According to data and analytics company GlobalData, the latest forecast is down sharply from the previously expected rise of 0.6% (US$12 billion) prior to the outbreak.
“Canada is projected to see the steepest decline in output (7%) owed in part to the collapse in global oil prices, while construction output in the US is projected to decrease by 6.5%,” explains Dariana Tani, economist at GlobalData.
“Even though in most parts of the US and Canada all construction sites are allowed to carry on with their operations, an increasing number of projects in the bidding or final planning stages are being delayed or cancelled due to the uncertainty surrounding the economy as well as concerns that construction workers are being exposed to the virus,” she continues.
“Moreover, the closure of businesses across the region thanks to the enforced stay-at-home measures and the resulting surge in unemployment levels could see real GDP plunging by as much as 6.2% in Canada and 5% in the US this year.”
According to a Procore survey of US and Canadian senior executives in the construction owner and developer space, reported in Forbes, respondents have seen a shutdown in construction sites, with 37% of ground-up and 46% of capital improvement projects on hold.
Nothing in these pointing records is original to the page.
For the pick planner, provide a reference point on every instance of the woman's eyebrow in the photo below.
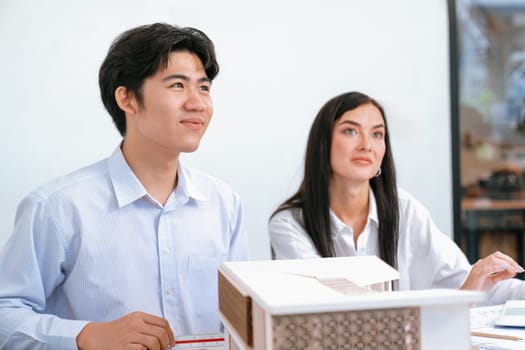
(351, 122)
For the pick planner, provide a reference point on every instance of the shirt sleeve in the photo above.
(288, 238)
(29, 271)
(430, 259)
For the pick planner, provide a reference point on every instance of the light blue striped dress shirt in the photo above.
(94, 246)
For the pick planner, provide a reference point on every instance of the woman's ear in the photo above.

Results indicated owners are going to reduce their investments this year by an average of 32% compared to their initial 2020 plans.
Reports said the majority of owners expect their capital spend in 2021 to be less than that in 2019. Though most also expect to see project delays, supply chain disruption, and funding source tightening, the good news is that 81% do expect an economic rebound before the end of the year .
A survey by the Associated General Contractors of America (AGC) and data from construction technology firm Procore has found that 975,000 construction workers in the US lost their jobs in April 2020.
The AGC said the findings highlighted the need for government action to protect workers’ livelihoods, maintain infrastructure funding and exempt employers from liability if an employee catches the coronavirus.
The association’s data found that unemployment among those with recent construction experience rose by 1.1 million over the past year, reaching 1,531,000, and that unemployment in the sector rose to 17% from 5% in April 2019.
The job losses were smallest in southern states, where 29% of companies in its survey cut jobs, compared with 38% of firms in the Midwest and 45% in the West.
Ken Simonson, the AGC’s chief economist, said: “Today’s jobs report, our new survey results and Procore’s data make it clear that the construction industry is not immune to the economic damage being inflicted on our country by the pandemic.
“Without new federal help, it is hard to see a scenario where the construction industry will be able to recover any time soon.”